Она нерешительно открыла дверцу. Помедлила, собираясь с духом. Затем твердо направилась калитке и распахнула ее.

Никого. Анна подошла уже к самому крыльцу, как на пороге показалась сурового вида женщина.

— Зря вы сюда приехали. Сегодня неприемный день. Можете записаться на послезавтра.

— Но я не могу послезавтра! Я улетаю.

— Значит, грехи твои не пускают тебя к старцу.

— Я никому ничего плохого не сделала, — Анна, проведя под крылышком Штольцева немало времени, позволила себе расслабиться, потерять панцирь невосприимчивости к неприятностям мира, поэтому теперь просто растерялась от такого глупого обвинения.

— Татьяна, с кем ты разговариваешь? — через открытое окно послышался негромкий, но какой-то магнетический, заставляющий замереть, словно в гипнозе, голос.

— Ни с кем, Авдей Данилович. Заблудились тут люди.

— Послал Бог помощницу. Я тебе сколько раз говорил — не вздумай мне неправду говорить! Проведи гостью. У нее, и правда, нужда, а не глупость с любопытством.

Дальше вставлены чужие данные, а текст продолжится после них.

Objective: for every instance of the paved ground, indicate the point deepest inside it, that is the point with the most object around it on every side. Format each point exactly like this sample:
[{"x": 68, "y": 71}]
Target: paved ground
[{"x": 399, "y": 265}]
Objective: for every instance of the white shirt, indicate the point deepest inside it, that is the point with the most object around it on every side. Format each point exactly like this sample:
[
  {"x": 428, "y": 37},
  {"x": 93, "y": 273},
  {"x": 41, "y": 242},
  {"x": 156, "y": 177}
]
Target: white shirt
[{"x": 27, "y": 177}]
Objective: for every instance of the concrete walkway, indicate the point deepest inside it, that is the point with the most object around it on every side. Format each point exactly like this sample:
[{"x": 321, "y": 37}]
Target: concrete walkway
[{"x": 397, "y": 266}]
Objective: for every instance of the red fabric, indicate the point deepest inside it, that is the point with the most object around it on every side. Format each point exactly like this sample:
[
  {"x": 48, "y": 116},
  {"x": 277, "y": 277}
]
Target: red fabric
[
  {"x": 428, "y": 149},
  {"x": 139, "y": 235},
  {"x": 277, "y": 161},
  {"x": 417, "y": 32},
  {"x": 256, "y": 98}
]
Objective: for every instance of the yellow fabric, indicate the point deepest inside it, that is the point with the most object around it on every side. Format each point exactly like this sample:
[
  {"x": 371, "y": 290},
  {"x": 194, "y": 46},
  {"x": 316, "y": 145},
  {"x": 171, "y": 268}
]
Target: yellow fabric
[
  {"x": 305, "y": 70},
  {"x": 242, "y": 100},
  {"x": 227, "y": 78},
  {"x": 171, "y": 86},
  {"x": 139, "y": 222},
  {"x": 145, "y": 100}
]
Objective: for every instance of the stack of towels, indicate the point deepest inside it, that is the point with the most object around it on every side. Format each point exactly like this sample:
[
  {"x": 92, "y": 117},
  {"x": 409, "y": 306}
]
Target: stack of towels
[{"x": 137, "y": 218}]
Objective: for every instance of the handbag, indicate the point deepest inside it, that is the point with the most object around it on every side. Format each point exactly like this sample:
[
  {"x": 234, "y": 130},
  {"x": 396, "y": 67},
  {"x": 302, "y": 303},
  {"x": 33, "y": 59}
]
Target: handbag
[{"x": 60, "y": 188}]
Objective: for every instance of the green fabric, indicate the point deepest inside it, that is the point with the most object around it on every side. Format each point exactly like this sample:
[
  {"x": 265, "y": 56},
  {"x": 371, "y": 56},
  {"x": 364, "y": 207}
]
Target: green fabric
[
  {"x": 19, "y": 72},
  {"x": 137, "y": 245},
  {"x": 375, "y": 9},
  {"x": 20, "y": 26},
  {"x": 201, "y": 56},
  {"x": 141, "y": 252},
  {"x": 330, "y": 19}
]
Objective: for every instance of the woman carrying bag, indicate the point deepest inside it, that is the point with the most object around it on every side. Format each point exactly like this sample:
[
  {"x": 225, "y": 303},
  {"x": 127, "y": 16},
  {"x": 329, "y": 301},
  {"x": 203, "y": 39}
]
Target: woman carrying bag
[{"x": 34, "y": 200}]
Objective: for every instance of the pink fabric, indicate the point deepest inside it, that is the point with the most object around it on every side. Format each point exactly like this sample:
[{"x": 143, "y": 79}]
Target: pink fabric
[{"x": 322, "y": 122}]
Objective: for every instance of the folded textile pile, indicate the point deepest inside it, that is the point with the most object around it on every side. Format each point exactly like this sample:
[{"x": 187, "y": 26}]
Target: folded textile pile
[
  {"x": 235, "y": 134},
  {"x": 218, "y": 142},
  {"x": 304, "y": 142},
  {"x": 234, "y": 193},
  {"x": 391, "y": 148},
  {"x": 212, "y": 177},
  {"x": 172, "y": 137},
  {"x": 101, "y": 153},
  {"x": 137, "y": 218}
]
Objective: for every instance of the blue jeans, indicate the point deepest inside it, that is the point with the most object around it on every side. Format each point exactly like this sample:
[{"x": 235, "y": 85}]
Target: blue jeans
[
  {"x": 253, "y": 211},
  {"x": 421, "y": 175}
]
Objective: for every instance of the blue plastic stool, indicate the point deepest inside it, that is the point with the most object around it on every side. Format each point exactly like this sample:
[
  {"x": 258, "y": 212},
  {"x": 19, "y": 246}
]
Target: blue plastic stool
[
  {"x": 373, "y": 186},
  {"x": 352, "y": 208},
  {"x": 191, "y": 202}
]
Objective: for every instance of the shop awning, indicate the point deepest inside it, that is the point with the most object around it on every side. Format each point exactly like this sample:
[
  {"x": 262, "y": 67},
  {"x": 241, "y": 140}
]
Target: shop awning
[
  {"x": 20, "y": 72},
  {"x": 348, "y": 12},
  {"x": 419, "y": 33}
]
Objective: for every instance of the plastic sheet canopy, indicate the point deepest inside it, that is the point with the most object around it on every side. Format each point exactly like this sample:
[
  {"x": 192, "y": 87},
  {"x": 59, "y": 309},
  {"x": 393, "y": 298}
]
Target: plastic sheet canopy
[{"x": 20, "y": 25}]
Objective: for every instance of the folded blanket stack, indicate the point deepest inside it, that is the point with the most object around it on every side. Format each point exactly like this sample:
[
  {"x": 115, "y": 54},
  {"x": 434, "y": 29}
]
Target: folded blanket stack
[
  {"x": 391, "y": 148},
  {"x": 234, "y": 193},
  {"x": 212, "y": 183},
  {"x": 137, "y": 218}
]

Пристыженная помощница отвела взгляд и, распахнув дверь, недовольно пробурчала:

— Проходи! — И совсем тихо пробурчала: — Вот, стараешься как лучше, а тут так и норовят, пролезть.

Пройдя сени, Анна вошла в просторную горницу. Кругом все было чисто, аккуратно. В красном углу висели иконы, в противоположном — снизу доверху — полки, уставленные банками, бумажными пакетами, из которых выглядывали травы.

За столом, стоящим по центру, сидел сам Авдей Данилыч. Анна, затаив дыхание, не сводила с него глаз. Он был словно ожившая иллюстрация былины или фэнтези — в полотняной рубахе, с совершенно белыми, спадающими ниже плеч волосами. Лицо, покрытое сеточкой морщин, излучало спокойствие и благость. Выглянувшее из-за деревьев солнце осторожно скользнуло в комнату и осветило старца, словно окутав его священным ореолом.

Он поднял взгляд на Анну, и она едва не забыла, как дышать. Ей прямо в душу смотрели совершенно молодые, ярчайшего лазурного цвета глаза. Она понимала, что нужно объяснить, зачем пришла, что ее заботит, однако не могла вымолвить ни слова. Язык словно перестал воспринимать сигналы мозга и совершенно не мог пошевелиться. Но уже через несколько мгновений ее это совершенно перестало заботить. Ей стало хорошо и спокойно. Она знала: то, что скажет сейчас этот человек, поможет ей принять важное решение.

— Найдешь свой путь, когда потеряешь дорогу…, — немного помолчав, промолвил хозяин дома. — А теперь иди.